R/lossfunctions2.R
In heike/dbData: Database Access for Sufficient Statistics of Data Graphics
#' Standard Binning Algorithm
#'
#' Bins data based on the Standard binning algorithm, that is, points are allocated to the closest bin with weight 1.
#'
#' @param d1 data frame
#' @param binning vector of binwidths
#' @param newData binned data available?
#' @export
#' @examples
#' connect <- dbConnect(dbDriver("MySQL"), user="2009Expo",
#' password="R R0cks", port=3306, dbname="baseball",
#' host="headnode.stat.iastate.edu")
#' pitch <- new("dataDB", co=connect, table="Pitching")

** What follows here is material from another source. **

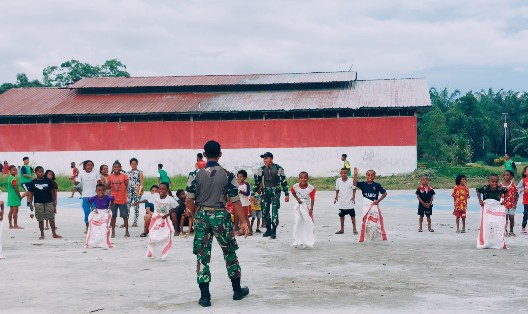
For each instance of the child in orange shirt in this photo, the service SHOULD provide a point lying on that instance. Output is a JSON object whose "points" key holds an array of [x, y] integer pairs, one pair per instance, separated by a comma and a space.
{"points": [[460, 196]]}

#' d1 <- dbData(pitch, vars=c( "G", "SO"))
#' qplot(G,SO, fill=log10(Freq), data=d1, geom="tile")+scale_fill_gradient2()
#' d1binned <- binStd(d1, binning=c(2,5))
#' d1binned.reduced <- ddply(d1binned, .(G, SO), summarise, Freq=sum(Freq))
#' qplot(G,SO, fill=log10(Freq), data=d1binned.reduced, geom="tile")+scale_fill_gradient2()
#' d1binned <- binStd(d1, binning=c(1,5))
#' d1binned.reduced <- ddply(d1binned, .(G, SO), summarise, Freq=sum(Freq))
#' qplot(G,SO, fill=log10(Freq), data=d1binned.reduced, geom="tile")+scale_fill_gradient2()
binStd <- function(data, binning){
dnew <- data
nl <- ncol(data)
if(length(binning) != nl)
binning <- rep(binning, length=nl-1)
for(x in 1:(nl-1)){
dnew[,x] <- binning[x]*round(data[,x]/binning[x],0)
}
return(dnew)
}
#' Random Binning Algorithm
#'
#' Bins data based on the Random binning algorithm, that is, points are allocated to the closest bin using a bernoulli trial with p inversely proportional to the distance from the point to the bin.
#'
#' @param d1 data frame
#' @param binning vector of binwidths
#' @param newData binned data available?
#' @export
#' @examples
#' connect <- dbConnect(dbDriver("MySQL"), user="2009Expo",
#' password="R R0cks", port=3306, dbname="baseball",
#' host="headnode.stat.iastate.edu")
#' pitch <- new("dataDB", co=connect, table="Pitching")
#' d1 <- dbData(pitch, vars=c( "G", "SO"))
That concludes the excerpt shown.